On Wednesday, I led a cross-party Brexit delegation to meet with Michel Barnier. The delegation included former Director General of the CBI Lord Digby Jones; Labour Party donor and Chairman of Labour Leave John Mills, and former Director General of the British Chambers of Commerce and co-Chair of Leave Means Leave John Longworth.

Throughout 2017, I watched as a slew of ultra-remainer politicians met with Mr Barnier. I was deeply concerned that those who Digby Jones called the ‘ABC clan’ (Adonis, Blair and Clegg) were calling for Brexit to be reversed, and this was all bureaucrats in Brussels were hearing.

I wanted to speak with Barnier directly to debunk any misconceptions that Brexit can be reversed, halted or watered down. I wanted to tell him not to underestimate the iron-will of the British people to see Brexit through to the end. I also wanted Barnier to know that Brexit was not a vote made only by a sliver of people on a particular side of the political spectrum. In fact, John Mills passionately made the point that millions of Labour supporters voted to leave and this wasn’t just a referendum of the ‘right’.

In fairness, Mr Barnier has always been consistent in saying ‘Brexit means Brexit’ and Britain will leave the EU in March 2019. The question is what will our future economic relationship look like?

So, what did we say? Our message in the meeting was threefold. Firstly, we stressed the importance of securing an all-encompassing free trade deal for the UK and the EU. The second stage of the negotiations, which we are in, should not be about politics, but rather about prosperity. Both sides have a real-life stake in reaching a deal which is positive for everyone.
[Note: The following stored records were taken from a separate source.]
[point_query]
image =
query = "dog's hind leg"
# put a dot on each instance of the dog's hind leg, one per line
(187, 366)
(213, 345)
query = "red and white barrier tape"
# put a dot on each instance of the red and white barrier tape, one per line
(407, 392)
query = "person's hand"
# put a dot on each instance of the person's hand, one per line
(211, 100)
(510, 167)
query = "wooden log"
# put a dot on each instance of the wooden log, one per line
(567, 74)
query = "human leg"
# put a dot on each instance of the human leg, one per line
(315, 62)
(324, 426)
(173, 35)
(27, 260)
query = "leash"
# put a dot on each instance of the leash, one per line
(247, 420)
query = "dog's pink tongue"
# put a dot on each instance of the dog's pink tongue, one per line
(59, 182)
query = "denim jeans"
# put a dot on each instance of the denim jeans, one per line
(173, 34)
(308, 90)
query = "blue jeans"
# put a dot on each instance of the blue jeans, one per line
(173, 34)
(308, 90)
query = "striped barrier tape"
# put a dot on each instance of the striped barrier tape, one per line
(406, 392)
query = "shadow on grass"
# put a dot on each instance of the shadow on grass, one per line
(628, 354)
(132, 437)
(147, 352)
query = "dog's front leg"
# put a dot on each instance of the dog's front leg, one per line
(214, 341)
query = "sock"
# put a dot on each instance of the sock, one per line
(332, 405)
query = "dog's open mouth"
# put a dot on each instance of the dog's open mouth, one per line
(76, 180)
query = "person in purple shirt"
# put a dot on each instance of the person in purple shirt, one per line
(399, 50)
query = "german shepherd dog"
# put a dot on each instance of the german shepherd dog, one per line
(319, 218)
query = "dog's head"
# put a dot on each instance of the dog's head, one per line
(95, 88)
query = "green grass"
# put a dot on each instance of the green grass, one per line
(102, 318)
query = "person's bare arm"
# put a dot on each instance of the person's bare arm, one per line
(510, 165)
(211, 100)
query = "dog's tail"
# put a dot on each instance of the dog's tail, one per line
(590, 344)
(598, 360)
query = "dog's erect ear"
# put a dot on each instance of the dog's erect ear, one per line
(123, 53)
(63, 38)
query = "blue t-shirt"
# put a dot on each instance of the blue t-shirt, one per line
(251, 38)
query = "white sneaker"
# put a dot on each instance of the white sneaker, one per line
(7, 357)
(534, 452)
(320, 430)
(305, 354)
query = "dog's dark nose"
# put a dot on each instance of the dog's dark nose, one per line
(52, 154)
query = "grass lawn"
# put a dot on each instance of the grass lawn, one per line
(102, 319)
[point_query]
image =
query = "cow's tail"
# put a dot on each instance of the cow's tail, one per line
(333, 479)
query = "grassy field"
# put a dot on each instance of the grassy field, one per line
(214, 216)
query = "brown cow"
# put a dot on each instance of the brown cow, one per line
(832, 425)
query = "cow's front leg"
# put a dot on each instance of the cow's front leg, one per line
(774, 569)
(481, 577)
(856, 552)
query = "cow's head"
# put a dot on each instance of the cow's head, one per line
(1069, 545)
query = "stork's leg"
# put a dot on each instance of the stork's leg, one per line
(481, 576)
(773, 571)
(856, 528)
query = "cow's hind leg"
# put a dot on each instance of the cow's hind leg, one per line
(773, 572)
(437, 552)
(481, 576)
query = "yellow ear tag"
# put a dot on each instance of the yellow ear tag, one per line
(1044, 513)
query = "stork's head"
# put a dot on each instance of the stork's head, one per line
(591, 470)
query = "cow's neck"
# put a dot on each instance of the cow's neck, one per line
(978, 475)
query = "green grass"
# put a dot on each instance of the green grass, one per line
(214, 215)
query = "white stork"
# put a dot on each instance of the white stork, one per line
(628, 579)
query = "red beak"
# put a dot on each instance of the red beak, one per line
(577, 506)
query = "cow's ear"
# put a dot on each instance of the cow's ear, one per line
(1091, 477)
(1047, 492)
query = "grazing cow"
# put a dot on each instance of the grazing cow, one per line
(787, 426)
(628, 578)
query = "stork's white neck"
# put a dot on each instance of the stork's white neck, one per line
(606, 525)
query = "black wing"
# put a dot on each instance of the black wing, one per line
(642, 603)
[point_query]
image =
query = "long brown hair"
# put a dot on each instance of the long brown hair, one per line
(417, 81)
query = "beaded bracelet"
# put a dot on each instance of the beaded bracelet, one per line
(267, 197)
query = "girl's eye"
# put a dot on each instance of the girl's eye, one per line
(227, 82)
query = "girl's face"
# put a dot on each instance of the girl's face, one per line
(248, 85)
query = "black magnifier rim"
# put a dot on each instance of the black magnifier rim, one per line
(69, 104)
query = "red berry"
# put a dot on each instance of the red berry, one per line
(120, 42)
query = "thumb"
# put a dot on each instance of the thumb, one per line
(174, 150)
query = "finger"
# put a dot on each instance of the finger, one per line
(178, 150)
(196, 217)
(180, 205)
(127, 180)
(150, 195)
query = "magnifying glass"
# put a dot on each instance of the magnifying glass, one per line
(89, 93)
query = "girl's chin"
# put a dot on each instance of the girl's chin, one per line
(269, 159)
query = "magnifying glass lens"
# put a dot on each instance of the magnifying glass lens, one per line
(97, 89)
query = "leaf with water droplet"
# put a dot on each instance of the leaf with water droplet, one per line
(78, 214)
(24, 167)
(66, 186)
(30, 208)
Secondly, we stressed that to protect the jobs of UK and EU citizens alike, we should both encourage and promote trade. This gives us all prosperity and security. A no-deal scenario would hurt European economies more than the UK. It would particularly hurt those EU companies that sell high-end products into the UK who would see huge price increases from tariffs and currency movements.

Finally, we emphasised the need for a free-trade agreement that included both goods and services. We said that if any trade deal excluded services, we would encourage the UK to walk away and resort to WTO trade. A trade deal is not a trade deal if all Britain’s businesses aren’t included.

But, given some of Barnier’s private responses, it’s now becoming increasingly clear to me that Britain will not succeed in getting a deal which includes services, particularly financial services. All the indicators suggest that the EU is happy to negotiate a Canadian-style agreement on goods, but not services. On financial services in particular, the EU position is becoming increasingly clear: to undertake financial services business in the EU, UK companies must comply with all EU rules, regulatory governance and ECJ oversight. There will be no exceptions. The UK regulator would be required to apply all EU rules to all UK financial companies, even those not doing business in the EU. Our financial services will stay under the yoke of the EU’s oppressive regulations.

This patently is an attempt to hamper UK business that would benefit from regulatory divergence. Without any such divergence not only will we have to comply with EU rules whilst not being a member, it will also hinder our ability to negotiate trade deals with non-EU countries.

So, after my meeting with Mr Barnier, my advice to our own negotiators is to cement its position on no-deal and be prepared to dig your heals in. After all, David Davis has been clear that Britain is aiming for a trade deal on goods and services.

The government needs to be bold. If it concludes the deal offered does not work for the British economy by the summer of 2018 and the EU is unwillingly to compromise, it needs to be bold enough to announce its intention to walk away without a deal in advance of March 2019, to give businesses the certainty they deserve.

In the meeting with Mr Barnier, there is no doubt that he’s a tough negotiator and there is no doubt in my mind that he does not underestimate the consequences of a no-deal for European economies. Barnier is gambling with the future prosperity of his people at a time of high unemployment in Southern Europe.

As John Longworth emphasised, a no-deal for Britain can be successful, providing the government concludes this is the outcome in advance of March 2019 to allow for necessary preparation time. Whilst it might cause some initial shock, the opportunities far outweigh the consequences.

Trade between the UK and the EU won’t stop, but by being fully detached from the EU apparatus, our government regains the freedom to immediately start trading on a free-trade basis with emerging economies again, particularly in Asia. For this, we need to make sure right now that our trade department has the resources and armoury to negotiate bilateral trade deals simultaneously.

By reviewing our regulatory regime, increasing investment in research, new ideas and training our people, Britain will start to look like an even more attractive place to do business, while Europe’s share of the global growth declines.

Our meeting with Mr Barnier was cordial and clear but the EU gambles at its own peril. No deal will also mean no money. The British public will not lie down quietly whilst we hand over £40 billion, for no trade deal in return. David Davis has committed to this – it would be a u-turn too far.

There was no doubt that phase one of the negotiations was about politics, but phase two is completely different. It’s a genuine opportunity to increase and deepen prosperity for both sides. Never before has a trade agreement been negotiated where tariffs begin at zero. I hope both negotiating sides prevent politics from getting in the way and make the most of this colossal opportunity – although, right now, I’m not confident.